We should not honour personalities simply because they have achieved prominence despite their past or the means by which they have scaled the heights. One or two of the recent awards rightly raised eyebrows.

There should, however, be a criteria for selecting those to be honoured. There were rumours that some award winners were requested to send their C.Vs or biographies after they had been nominated! This is bad.

It undermines confidence in the selection. I hope it is not true.

As a former civil servant, I was not happy with the apparent administrative lapses. For example, even addresses which should be known were not identified and a letter to a recipient was sent to a foreign post which he had vacated years ago.

Even the brochure of the awards contained wrong descriptions and too many photographs were missing. Perhaps there was a rush.

But this is a matter which should not be rushed. It should be approached with care and diligence.
If we do not have a national awards committee, one should be constituted now.

Its membership should not necessarily be made public but it should cover all aspects of endeavours.

The civil service, if it is still relevant, should provide the secretariat and the committee should have representation from the larger public service, industry and commerce, agriculture, the service industry, education, health, the professions, the entertainment industry and the media.

There should be no politicians on this committee but its recommendations should be submitted to the President who will determine the list of those to be honoured.

My suggestion is not without problems. Years ago, President Nkrumah wanted to do something similar to what was recently done.

His office sent a request to ministries and institutions to submit recommendations. The lists sent were large. One institution submitted the names of all officers beyond a certain grade! I hope by now we are more mature.

I expect the head of an institution to recommend some-one for an honour he has not got, just as the British General recommends a private for the VC (Victoria Cross) of which he is not a recipient.

It should be helpful if the criteria for eligibility for each awards is clearly and carefully spelt out to the committee.

Such specification should enable those not so old who have made valuable contributions to receive award. It is understandable that since awards have not been organised and have not been regular, many old people were involved in the recent exercise.

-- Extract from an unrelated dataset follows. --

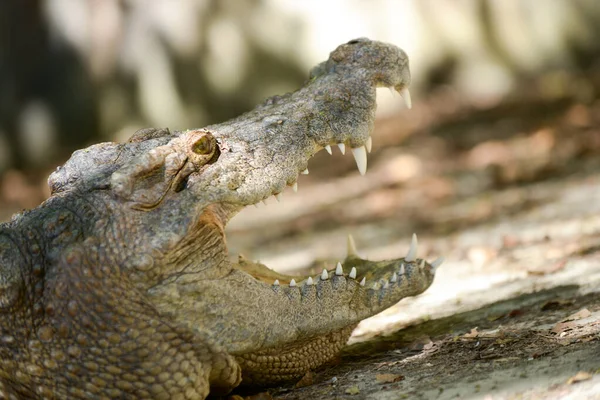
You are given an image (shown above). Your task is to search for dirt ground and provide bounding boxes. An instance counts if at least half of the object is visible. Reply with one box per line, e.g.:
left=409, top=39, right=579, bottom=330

Award winners should not necessarily be infirm and so old that they cannot walk unaided. People, especially the young, should know the winners and what they have done.

They will then be inspired to render outstanding service and achieve a lot when fairly young. The award winners should be recognised or known by the population for they would be role models for the largely young population of Ghana.

The highest honour, the Order of the Star of Ghana, should be jealously guarded. The award should command the highest respect.

I believe that the President should be the head of this Order. Towards this end, the Order of the Star of Ghana should be conferred on the President on his inauguration by the outgoing Head of State.

Our Constitution is run by the Executive, the Legislature and the Judiciary. Therefore, following the President, the heads of the Legislature and Judiciary should belong to this Order.

The Speaker and Chief Justice should consequently be made members of the Star of Ghana on their appointment.
The recent awards seem to have this in mind.

The idea should be stated, otherwise political and other motives may be attributed to the conferment of honours on these leading personalities.

If the intention is clarified, omissions in the present list can be corrected in subsequent awards.

If national honours are to be valued to promote service without the expectation of reward then the selection should be careful and should earn public approbation.

The select committee should start working for the next honours now. Rushed nominations will defeat the purpose of the awards.

National Awards on Republic Day, July 1, should be a permanent feature of the Ghanaian calendar. There should be another one on Independence Anniversary Day, March 6.

One may be a major awards day and the other encompass fewer people. But whatever is decided, we should honour those who deserve honour.